Même s'il s'agit d'entreprises privées, la Fédération de Russie dispose de tous les moyens de pression dont elle a besoin pour les obliger à se plier à ses exigences politiques si nécessaire. Dans ce contexte, il n'est pas très difficile de créer de l'instabilité par le biais de ceux qui sont arrivés ici. Nous devons être plus vigilants ».

 

Gérer la situation au niveau de l'État

Selon les experts arméniens, si l'afflux était contrôlé et dirigé par le gouvernement, on pourrait parvenir à une installation plus équilibrée des nouveaux arrivants dans les provinces. Et cela contribuerait à la revitalisation économique des régions du pays. Cependant, cela ne se fait pas, selon les analystes, pour une raison : le gouvernement n'a pas de plan clair pour décharger Erevan et développer les provinces, qui pourrait également être mis en œuvre dans cette situation.

« Si le gouvernement avait un plan à long terme aussi ciblé, il se concentrerait maintenant sur la réinstallation des migrants.

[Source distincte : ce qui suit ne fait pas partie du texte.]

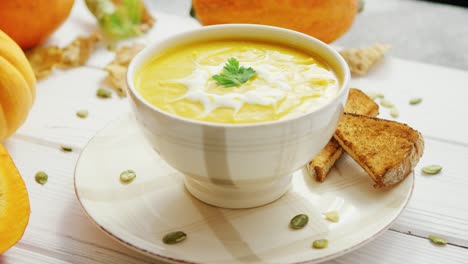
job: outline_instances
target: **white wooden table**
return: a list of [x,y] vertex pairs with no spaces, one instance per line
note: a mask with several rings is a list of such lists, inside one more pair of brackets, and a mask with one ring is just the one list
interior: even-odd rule
[[[156,17],[157,26],[143,42],[198,27],[190,18]],[[77,1],[49,42],[63,45],[95,29]],[[105,77],[100,68],[111,59],[112,53],[101,49],[87,66],[40,81],[28,121],[4,142],[26,181],[31,218],[23,239],[0,256],[0,263],[160,263],[95,227],[73,189],[75,162],[87,141],[130,111],[127,100],[115,94],[108,100],[95,96]],[[423,133],[426,148],[415,170],[413,197],[395,224],[375,241],[327,263],[468,263],[468,72],[387,58],[369,76],[353,79],[352,86],[383,92],[399,108],[398,120]],[[423,103],[410,106],[412,97],[422,97]],[[89,117],[77,118],[79,109],[88,109]],[[382,108],[381,117],[390,118],[389,111]],[[62,152],[62,144],[74,151]],[[422,175],[421,167],[433,163],[443,166],[442,173]],[[49,174],[44,186],[34,181],[39,170]],[[432,245],[429,233],[446,237],[449,244]]]

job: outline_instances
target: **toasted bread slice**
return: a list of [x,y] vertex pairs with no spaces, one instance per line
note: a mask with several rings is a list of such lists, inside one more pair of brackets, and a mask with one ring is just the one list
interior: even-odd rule
[[405,179],[424,150],[421,133],[408,125],[363,115],[345,113],[334,137],[372,177],[376,188]]
[[[349,90],[345,112],[377,116],[379,114],[379,105],[361,90],[351,88]],[[342,154],[343,149],[338,142],[333,138],[330,139],[325,148],[307,165],[309,174],[315,175],[317,181],[323,182],[330,169]]]

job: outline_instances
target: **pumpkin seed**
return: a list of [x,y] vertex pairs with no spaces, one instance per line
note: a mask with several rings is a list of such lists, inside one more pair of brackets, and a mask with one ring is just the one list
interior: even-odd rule
[[47,183],[47,180],[49,179],[49,175],[43,171],[38,171],[36,175],[34,176],[34,179],[36,180],[37,183],[40,185],[44,185]]
[[390,101],[385,100],[385,99],[380,100],[380,105],[385,107],[385,108],[393,108],[394,107],[394,105]]
[[73,148],[71,146],[68,146],[68,145],[62,145],[62,146],[60,146],[60,149],[62,149],[62,151],[65,151],[65,152],[72,152],[73,151]]
[[312,243],[312,247],[316,249],[326,248],[328,247],[328,240],[326,239],[315,240],[314,243]]
[[126,170],[120,173],[120,181],[122,183],[131,183],[136,177],[136,173],[133,170]]
[[88,110],[79,110],[76,112],[76,116],[79,117],[79,118],[86,118],[88,117]]
[[293,229],[301,229],[307,225],[309,217],[305,214],[298,214],[291,219],[289,226]]
[[422,102],[422,98],[413,98],[410,100],[410,105],[417,105],[417,104],[420,104]]
[[330,222],[337,223],[340,221],[340,214],[337,211],[330,211],[330,212],[325,212],[323,213],[325,216],[325,219],[327,219]]
[[447,239],[437,236],[437,235],[429,235],[429,240],[436,245],[442,245],[442,246],[448,243]]
[[112,97],[112,93],[111,91],[107,90],[107,89],[104,89],[104,88],[99,88],[97,89],[96,91],[96,96],[99,97],[99,98],[111,98]]
[[187,238],[187,234],[182,231],[171,232],[163,237],[164,244],[177,244],[184,241]]
[[397,118],[399,115],[400,115],[400,111],[398,111],[398,109],[396,109],[395,107],[392,108],[390,110],[390,115],[393,117],[393,118]]
[[425,174],[431,174],[431,175],[437,174],[441,170],[442,170],[442,167],[439,165],[429,165],[429,166],[422,168],[422,172],[424,172]]

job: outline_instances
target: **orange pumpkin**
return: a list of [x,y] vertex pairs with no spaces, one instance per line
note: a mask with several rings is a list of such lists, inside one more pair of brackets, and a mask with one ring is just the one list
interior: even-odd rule
[[23,236],[30,214],[24,181],[5,147],[0,144],[0,254]]
[[35,94],[31,65],[21,48],[0,30],[0,142],[26,120]]
[[358,12],[358,0],[193,0],[203,25],[250,23],[284,27],[326,43],[343,35]]
[[70,14],[74,0],[1,0],[0,29],[27,49],[44,41]]

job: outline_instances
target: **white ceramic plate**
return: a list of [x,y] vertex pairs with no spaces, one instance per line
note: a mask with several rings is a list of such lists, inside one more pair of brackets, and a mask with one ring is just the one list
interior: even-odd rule
[[[265,166],[269,166],[265,164]],[[136,179],[119,181],[133,169]],[[305,171],[293,176],[285,196],[266,206],[228,210],[204,204],[184,188],[182,175],[146,143],[133,115],[99,132],[81,153],[75,171],[78,199],[89,217],[125,245],[174,263],[317,263],[345,254],[384,232],[407,204],[411,175],[390,190],[375,190],[366,173],[347,155],[325,183]],[[338,223],[323,212],[337,210]],[[300,213],[309,215],[301,230],[288,227]],[[187,239],[166,245],[171,231]],[[313,249],[316,239],[326,249]]]

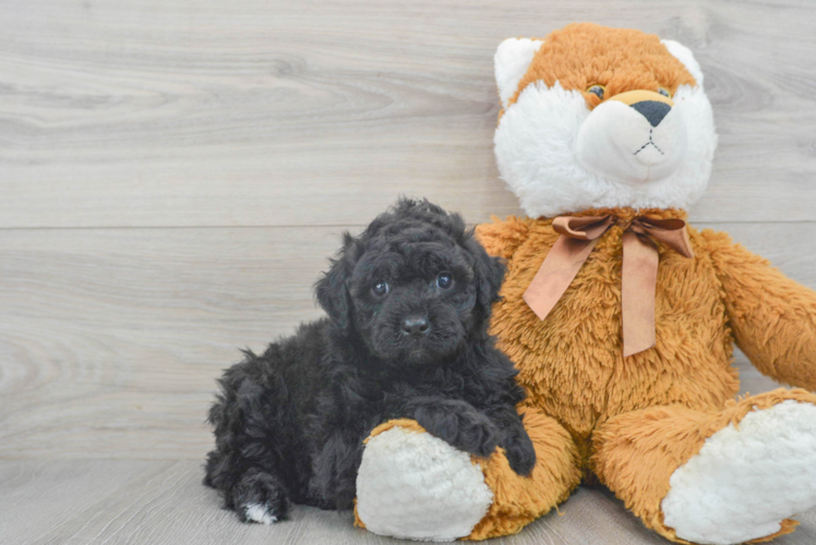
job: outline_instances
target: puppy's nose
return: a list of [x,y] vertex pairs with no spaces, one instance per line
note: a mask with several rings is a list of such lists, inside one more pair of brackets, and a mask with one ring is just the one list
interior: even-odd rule
[[411,335],[418,337],[425,335],[431,326],[428,324],[428,318],[424,316],[408,316],[403,320],[403,332],[405,335]]
[[640,114],[646,118],[646,121],[648,121],[651,126],[658,126],[660,122],[663,121],[665,114],[669,113],[672,109],[672,107],[668,104],[658,102],[657,100],[644,100],[641,102],[635,102],[632,105],[632,107],[640,112]]

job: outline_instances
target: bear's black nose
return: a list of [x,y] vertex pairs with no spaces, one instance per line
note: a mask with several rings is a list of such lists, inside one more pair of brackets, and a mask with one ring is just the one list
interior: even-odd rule
[[646,120],[651,123],[651,126],[658,126],[667,113],[672,109],[665,102],[658,102],[657,100],[641,100],[632,105],[634,109],[639,111]]
[[430,329],[430,325],[428,324],[428,318],[424,316],[408,316],[403,320],[403,332],[405,335],[410,335],[413,337],[419,337],[420,335],[428,334],[428,330]]

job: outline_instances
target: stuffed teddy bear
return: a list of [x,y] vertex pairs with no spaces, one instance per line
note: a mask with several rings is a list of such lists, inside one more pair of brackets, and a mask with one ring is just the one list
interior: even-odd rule
[[[371,434],[357,518],[418,540],[519,531],[600,481],[677,543],[768,541],[816,506],[816,395],[735,399],[736,344],[816,389],[816,293],[685,223],[717,145],[676,41],[574,24],[495,55],[495,155],[527,217],[479,226],[507,263],[492,332],[516,363],[538,461],[471,458],[411,421]],[[567,513],[568,514],[568,513]]]

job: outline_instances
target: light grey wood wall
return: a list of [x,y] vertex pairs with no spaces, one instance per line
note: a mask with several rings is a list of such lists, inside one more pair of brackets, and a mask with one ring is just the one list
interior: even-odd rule
[[[399,194],[519,213],[493,51],[573,21],[695,51],[720,147],[693,222],[816,288],[811,0],[0,0],[0,541],[392,542],[218,510],[214,379],[319,316],[340,232]],[[561,509],[497,543],[665,543],[609,494]]]
[[344,229],[519,211],[492,55],[581,20],[695,51],[693,221],[816,287],[814,2],[0,1],[0,457],[200,460],[214,378],[320,314]]

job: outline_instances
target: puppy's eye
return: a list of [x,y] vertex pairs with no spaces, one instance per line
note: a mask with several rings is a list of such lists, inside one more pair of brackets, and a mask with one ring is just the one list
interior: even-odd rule
[[377,280],[371,286],[371,292],[379,298],[387,295],[388,282],[386,282],[385,280]]
[[453,284],[454,277],[451,276],[451,272],[440,272],[440,276],[436,277],[436,286],[443,290],[449,290]]
[[605,90],[605,87],[603,85],[590,85],[587,87],[587,93],[591,93],[592,95],[597,96],[601,100],[603,100],[603,92]]

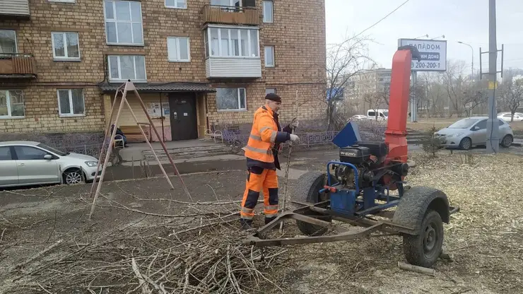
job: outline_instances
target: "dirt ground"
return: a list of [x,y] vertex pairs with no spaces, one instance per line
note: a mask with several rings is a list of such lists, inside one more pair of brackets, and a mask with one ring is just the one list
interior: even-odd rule
[[[257,288],[244,290],[307,294],[521,293],[523,204],[519,201],[519,180],[523,178],[523,158],[442,153],[435,159],[425,155],[413,159],[417,165],[406,178],[408,184],[440,189],[452,205],[461,208],[445,226],[445,250],[452,259],[438,261],[435,276],[399,269],[398,261],[404,261],[401,238],[382,237],[278,248],[277,259],[257,264],[265,280],[259,278]],[[324,170],[321,163],[299,165]],[[234,201],[241,199],[245,172],[186,175],[183,180],[192,201],[177,177],[172,177],[174,190],[162,177],[105,183],[91,220],[89,185],[0,192],[0,293],[127,293],[114,285],[124,277],[134,283],[135,290],[129,293],[147,293],[133,275],[131,257],[155,252],[158,257],[166,248],[170,254],[175,247],[169,244],[183,230],[197,229],[203,216],[228,220],[197,234],[202,244],[212,245],[206,250],[216,252],[224,245],[206,240],[220,233],[234,235],[237,240],[227,243],[228,258],[229,247],[245,237],[237,230],[237,216],[231,216],[238,210]],[[290,180],[290,191],[295,182]],[[257,225],[262,217],[258,213]],[[300,234],[292,223],[286,228],[290,237]],[[148,268],[156,264],[150,262]],[[146,270],[148,264],[149,259],[143,259],[139,267]],[[110,276],[122,278],[100,281],[100,277]],[[182,293],[175,290],[184,287],[180,281],[181,286],[172,281],[175,286],[165,293]]]

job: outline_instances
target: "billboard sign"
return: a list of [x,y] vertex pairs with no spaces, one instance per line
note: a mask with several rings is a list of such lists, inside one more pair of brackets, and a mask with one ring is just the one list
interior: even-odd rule
[[412,71],[445,71],[447,70],[447,41],[421,39],[399,39],[398,47],[412,45],[418,48],[421,61],[413,59]]

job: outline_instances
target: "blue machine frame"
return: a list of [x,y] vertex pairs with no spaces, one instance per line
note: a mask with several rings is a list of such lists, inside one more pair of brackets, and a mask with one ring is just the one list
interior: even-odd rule
[[[404,182],[402,181],[394,182],[398,185],[399,196],[391,196],[388,185],[380,185],[375,181],[372,182],[371,187],[360,189],[358,181],[360,175],[358,173],[358,168],[353,164],[336,160],[329,161],[327,165],[328,187],[336,188],[339,185],[339,183],[331,184],[333,175],[330,173],[330,167],[332,165],[345,165],[351,167],[354,172],[355,189],[342,188],[331,192],[329,189],[324,188],[319,191],[320,193],[329,193],[330,209],[336,214],[341,215],[341,216],[364,216],[368,214],[375,213],[397,206],[399,199],[403,196]],[[362,192],[363,195],[360,195]],[[385,203],[380,204],[377,201],[384,201]]]

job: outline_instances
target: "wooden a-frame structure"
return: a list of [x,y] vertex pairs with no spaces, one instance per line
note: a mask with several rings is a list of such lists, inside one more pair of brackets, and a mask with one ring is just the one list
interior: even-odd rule
[[[100,171],[100,163],[102,163],[102,158],[104,155],[105,155],[105,158],[103,160],[103,163],[101,164],[102,173],[100,175],[100,177],[99,177],[100,181],[99,182],[98,182],[98,184],[97,184],[97,180],[96,180],[97,177],[95,177],[95,180],[93,181],[93,184],[91,186],[90,196],[93,196],[93,192],[95,191],[95,187],[96,187],[96,190],[94,193],[94,199],[93,199],[93,205],[91,206],[90,213],[89,213],[89,219],[90,219],[91,216],[93,216],[93,213],[94,212],[94,210],[95,210],[95,204],[96,204],[96,200],[98,198],[98,195],[100,194],[100,190],[102,188],[102,183],[103,182],[103,177],[104,177],[104,175],[105,175],[105,168],[107,167],[107,162],[109,161],[109,158],[111,155],[112,148],[114,144],[114,136],[116,135],[116,130],[118,126],[118,119],[119,119],[120,114],[122,113],[122,110],[124,107],[124,104],[126,104],[127,105],[127,107],[129,107],[129,110],[131,112],[131,114],[132,114],[132,117],[134,119],[135,122],[138,125],[138,127],[140,129],[140,131],[141,131],[142,135],[143,135],[143,137],[145,138],[146,141],[147,142],[147,145],[148,145],[149,148],[151,148],[151,151],[153,152],[153,154],[154,155],[155,158],[156,158],[156,161],[158,162],[158,166],[160,167],[160,169],[162,170],[162,172],[163,173],[163,175],[165,177],[165,179],[167,179],[167,182],[169,183],[169,185],[170,186],[171,189],[175,189],[175,187],[172,186],[172,183],[171,182],[170,179],[169,178],[169,176],[168,176],[167,172],[165,172],[165,170],[164,170],[163,166],[162,166],[162,164],[160,163],[160,159],[158,159],[158,157],[156,155],[156,153],[155,152],[154,148],[151,145],[151,142],[149,142],[149,140],[147,138],[146,133],[143,131],[143,129],[142,129],[140,124],[139,124],[138,119],[136,118],[136,116],[134,114],[134,112],[133,111],[132,108],[131,107],[131,105],[129,104],[129,102],[127,101],[127,93],[129,91],[131,91],[131,93],[134,94],[135,97],[138,99],[138,101],[140,102],[140,105],[141,106],[141,108],[143,110],[143,112],[147,117],[147,119],[149,121],[149,124],[151,124],[151,129],[154,130],[154,132],[156,134],[156,138],[160,138],[158,130],[156,130],[156,127],[154,126],[154,123],[153,122],[153,120],[151,119],[151,116],[149,116],[149,114],[147,112],[147,109],[146,108],[146,105],[143,104],[143,101],[142,100],[141,97],[140,97],[140,95],[138,93],[138,91],[136,90],[136,88],[134,86],[134,84],[131,81],[131,80],[127,80],[127,82],[125,82],[122,86],[118,87],[118,88],[116,90],[116,94],[114,95],[114,100],[112,102],[112,106],[111,107],[111,114],[109,117],[110,123],[107,124],[107,125],[105,127],[105,132],[104,134],[104,139],[103,139],[103,144],[102,145],[102,148],[100,151],[100,156],[98,158],[99,158],[98,165],[96,167],[96,173],[95,175],[98,175]],[[118,107],[118,111],[116,114],[116,118],[114,119],[114,122],[113,122],[112,115],[113,115],[113,112],[114,112],[114,106],[116,105],[116,102],[118,98],[118,95],[119,93],[122,93],[122,99],[120,101],[119,106]],[[112,127],[113,125],[114,125],[114,127]],[[108,138],[110,138],[110,139],[109,140],[109,143],[107,144],[106,143],[106,141],[107,141]],[[178,172],[178,169],[176,167],[176,165],[175,164],[175,162],[172,161],[172,158],[171,158],[171,155],[169,154],[169,152],[167,150],[165,143],[161,139],[160,140],[160,143],[162,145],[162,148],[163,148],[163,151],[165,152],[165,155],[167,155],[168,158],[169,158],[169,161],[170,162],[171,165],[172,165],[172,167],[176,172],[176,175],[180,178],[180,182],[182,182],[182,185],[183,186],[184,190],[185,191],[185,194],[187,194],[189,199],[191,199],[191,201],[192,201],[192,197],[191,197],[191,194],[189,192],[189,189],[187,189],[187,187],[183,181],[183,179],[182,179],[182,176],[180,174],[180,172]]]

D'autant plus que pour la deuxième vague, dont la plupart sont originaires de petites villes et de villages de la Fédération de Russie, le fait qu'ils vivent à Erevan ou ailleurs n'est pas si important. Si une personne n'a pas apporté beaucoup d'argent avec elle, n'est pas venue pour investir, mais simplement pour travailler depuis un endroit sûr, au cas où elle serait envoyée, elle irait probablement volontiers vivre dans l'une des régions », explique le politologue Eduard Antinian.

« Si le gouvernement était prêt à mettre en œuvre un programme de développement territorial uniforme, nous aurions aujourd'hui une répartition des flux d'entrée entre les provinces. Mais au moins pour l'instant, le gouvernement devrait s'atteler à la revitalisation de ces zones dès que possible. De nouveaux bâtiments doivent être construits, les infrastructures doivent être améliorées et des entreprises doivent être créées. Sinon, le processus de surcharge d'Erevan se poursuivra. Et seule la pénurie de logements et de locaux commerciaux à Erevan incitera les Russes à envisager de s'installer dans les régions », déclare l'économiste Nairi Sargsyan.